Bill Snibson has a lot of fun turning into a Snobson.

So does the audience watching him do it.

The trans­formation is an entertaining bend to the Pyg­ma­lion theme that has audi­ences delighted throughout Me and My Girl, with song, dance and laughter. Predictability is forgiven.

Bill Snibson is a cheeky Cockney chap from Lambeth mind­ing his own humble busi­ness when he is discovered to be the lost Earl of Hareford. In order to lay claim to his fortune he must satisfy his new social hierarchy that he can be just as phony as they are. With a rocky start, "Aperitif my Lord?" "No fanks. I’ve got me own," Bill nonetheless perse­veres, though at the peril of his romance with Sally Smith, his equally unpolished girlfriend.

Tory Doctor as Bill is fittin’ indeed for the role. He is love­able and laughable while singing, dancing, and cavorting his way around the stage, drawing out every ounce of fun from gags devised to satirize the wealthy, in quips involving the likes of a tiger skin rug.

Heather McGuigan, plays Sally well, though she is more convincing as she trades up. She does justice to beloved old songs Me and My Girl and her lovely solo, Once You Lose Your Heart.

Denise Fergusson, as Maria, Duchess of Dene, is the most likeable of the wealthy, while playing her role with authentic style, grace and beauty.

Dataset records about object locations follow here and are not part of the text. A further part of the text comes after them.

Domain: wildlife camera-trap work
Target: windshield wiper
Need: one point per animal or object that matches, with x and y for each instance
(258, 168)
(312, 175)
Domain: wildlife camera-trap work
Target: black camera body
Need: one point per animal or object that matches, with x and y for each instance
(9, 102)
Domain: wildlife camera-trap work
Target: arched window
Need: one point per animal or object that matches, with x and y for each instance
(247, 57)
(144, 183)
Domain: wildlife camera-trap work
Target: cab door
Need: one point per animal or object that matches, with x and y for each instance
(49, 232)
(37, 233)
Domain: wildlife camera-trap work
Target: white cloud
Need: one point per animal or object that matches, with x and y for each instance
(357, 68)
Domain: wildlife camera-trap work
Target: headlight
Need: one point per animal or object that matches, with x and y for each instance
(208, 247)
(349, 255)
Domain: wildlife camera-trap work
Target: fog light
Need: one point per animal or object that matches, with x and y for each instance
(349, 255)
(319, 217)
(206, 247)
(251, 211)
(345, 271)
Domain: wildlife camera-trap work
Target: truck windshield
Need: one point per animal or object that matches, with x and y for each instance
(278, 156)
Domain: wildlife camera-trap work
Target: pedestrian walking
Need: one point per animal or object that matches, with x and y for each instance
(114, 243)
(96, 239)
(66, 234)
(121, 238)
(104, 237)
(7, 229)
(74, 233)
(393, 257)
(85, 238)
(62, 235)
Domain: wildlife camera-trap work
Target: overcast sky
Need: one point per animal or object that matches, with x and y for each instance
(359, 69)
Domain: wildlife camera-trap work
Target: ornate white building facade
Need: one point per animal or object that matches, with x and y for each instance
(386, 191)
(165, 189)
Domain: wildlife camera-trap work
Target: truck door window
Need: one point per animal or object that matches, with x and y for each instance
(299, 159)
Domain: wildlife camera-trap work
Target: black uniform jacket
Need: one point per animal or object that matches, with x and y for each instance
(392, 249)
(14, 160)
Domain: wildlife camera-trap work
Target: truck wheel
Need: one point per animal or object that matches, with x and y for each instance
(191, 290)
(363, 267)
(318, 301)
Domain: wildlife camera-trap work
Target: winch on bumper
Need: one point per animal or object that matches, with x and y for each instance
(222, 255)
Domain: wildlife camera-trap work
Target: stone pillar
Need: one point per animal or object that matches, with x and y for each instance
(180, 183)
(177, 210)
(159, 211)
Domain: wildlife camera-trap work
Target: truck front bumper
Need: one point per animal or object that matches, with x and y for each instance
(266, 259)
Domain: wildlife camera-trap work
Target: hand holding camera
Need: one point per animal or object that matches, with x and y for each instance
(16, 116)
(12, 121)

Brian McKay, memorable from Dirty Rotten Scoundrels, is Sir John Tremayne, who learns much from the down to earth Bill.

Keith Savage transforms a small role as attorney into a big, giggling, gangly riot in his rendition of The Family Soli­citor.

Kenneth Wickes, as Sir Jasper Tring, lends an endear­ing touch of the old codger with his ear trumpet and twink­ling eye.

The company delivers non-stop energy and talent while backing up such favourites as The Lambeth Walk and Leaning on a Lamp-post, while per­form­ing multiple roles tire­lessly.

The multi-award winning Me and My Girl has was origi­nally one of the greatest hits in the history of London’s West End.

Director and choreographer Timothy French had his work cut out for him with this lengthy spectacle.The song and dance numbers just keep on coming with renewed spirit.

The scenery changes so quickly from luxury home to street corner to library but the players never miss a beat. Remarkable effort made to seem like none at all is ac­complished by set designer Sean Mulcahy.

The library, for one, is an amazing spectacle with its wonderful painted por­traits of ancestors who become ghostly animated images.

Costume Designer Jenine Kroeplin has created some beautiful outfits that represent the 1930s in impressive detail.

A feast for the eyes and ears, a resounding standing ova­tion closed the night to reward the deserving cast and crew.